Rather nettled by his manner, I quickly responded: "Undoubtedly they will, sir. They have fought before, and it would not be wise to count them cowards."

A true gentleman, he at once saw that his manner had given offence, and instantly moderating his tone, rather apologetically replied: "Not cowards, sir, but too much absorbed in the 'occupations of peace,' to go to war for an idea."

"But what you call an 'idea,'" said our host, "they may think a great fact on which their existence depends. I can see that we will lose vastly by even a peaceful separation. Tell me, Colonel, what we will gain?"

"Gain!" warmly responded the guest. "Everything! Security, freedom, room for the development of our institutions, and each progress in wealth as the world has never seen."

"All that is very fine," rejoined the "Captain," "but where there is wealth, there must be work; and who will do the work in your new Empire—I do not mean the agricultural labor; you will depend for that, of coarse, on the blacks—but who will run your manufactories and do your mechanical labor? The Southern gentleman would feel degraded by such occupation; and if you put the black to any work requiring intelligence, you must let him think, and when he THINKS, he is free!"

"All that is easily provided for," replied the Secessionist. "We shall form intimate relations with England. She must have our cotton, and we in return will take her manufactures."

"That would be all very well at present, and so long as you should keep on good terms with her; but suppose, some fine morning, Exeter Hall got control of the English Government, and hinted to you, in John Bull fashion, that cotton produced by free labor would be more acceptable, what could three, or even eight millions, cut off from the sympathy and support of the North, do in opposition to the power of the British empire?"

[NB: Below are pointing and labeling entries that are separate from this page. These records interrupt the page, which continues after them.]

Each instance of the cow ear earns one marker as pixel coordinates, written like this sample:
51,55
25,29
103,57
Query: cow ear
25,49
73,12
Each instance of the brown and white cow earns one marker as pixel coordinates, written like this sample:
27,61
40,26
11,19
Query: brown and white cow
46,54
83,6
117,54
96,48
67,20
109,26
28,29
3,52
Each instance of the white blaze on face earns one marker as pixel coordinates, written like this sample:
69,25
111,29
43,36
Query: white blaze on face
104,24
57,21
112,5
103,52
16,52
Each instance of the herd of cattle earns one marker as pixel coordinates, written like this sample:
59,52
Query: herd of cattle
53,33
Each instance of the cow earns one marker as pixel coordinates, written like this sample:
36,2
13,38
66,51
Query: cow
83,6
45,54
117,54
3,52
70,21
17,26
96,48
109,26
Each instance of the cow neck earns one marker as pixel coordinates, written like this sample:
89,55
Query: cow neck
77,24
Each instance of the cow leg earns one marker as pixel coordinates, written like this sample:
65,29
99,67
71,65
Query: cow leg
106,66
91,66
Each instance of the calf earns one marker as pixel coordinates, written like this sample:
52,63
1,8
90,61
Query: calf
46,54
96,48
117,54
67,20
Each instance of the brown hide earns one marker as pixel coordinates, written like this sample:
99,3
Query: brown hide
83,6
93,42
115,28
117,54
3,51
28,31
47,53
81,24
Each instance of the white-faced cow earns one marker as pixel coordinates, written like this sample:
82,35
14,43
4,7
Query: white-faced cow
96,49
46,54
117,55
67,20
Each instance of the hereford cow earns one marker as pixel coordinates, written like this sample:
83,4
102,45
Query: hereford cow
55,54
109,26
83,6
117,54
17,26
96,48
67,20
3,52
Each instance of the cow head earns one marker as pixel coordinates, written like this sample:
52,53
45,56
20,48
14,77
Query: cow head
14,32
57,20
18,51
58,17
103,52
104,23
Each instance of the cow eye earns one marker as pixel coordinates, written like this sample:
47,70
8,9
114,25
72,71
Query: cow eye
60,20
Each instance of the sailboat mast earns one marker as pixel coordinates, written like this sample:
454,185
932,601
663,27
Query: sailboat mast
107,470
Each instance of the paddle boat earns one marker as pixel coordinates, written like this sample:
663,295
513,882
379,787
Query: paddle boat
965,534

"Nothing, perhaps, if we were three or even eight millions, but we shall be neither one nor the other. Mexico and Cuba are ready, now, to fall into our hands, and before two years have passed, with or without the Border States, we shall count twenty millions. Long before England is abolitionized, our population will outnumber hers, and our territory extend from the Atlantic to the Pacific, and as far south as the Isthmus. We are founding, sir, an empire that will be able to defy all Europe—one grander than the world has seen since the age of Pericles!"

"You say, with or without the Border States," remarked our host. "I thought you counted on their support."

"We do if the North makes war upon us, but if allowed to go in peace, we can do better without them. They will be a wall between us and the abolitionized North."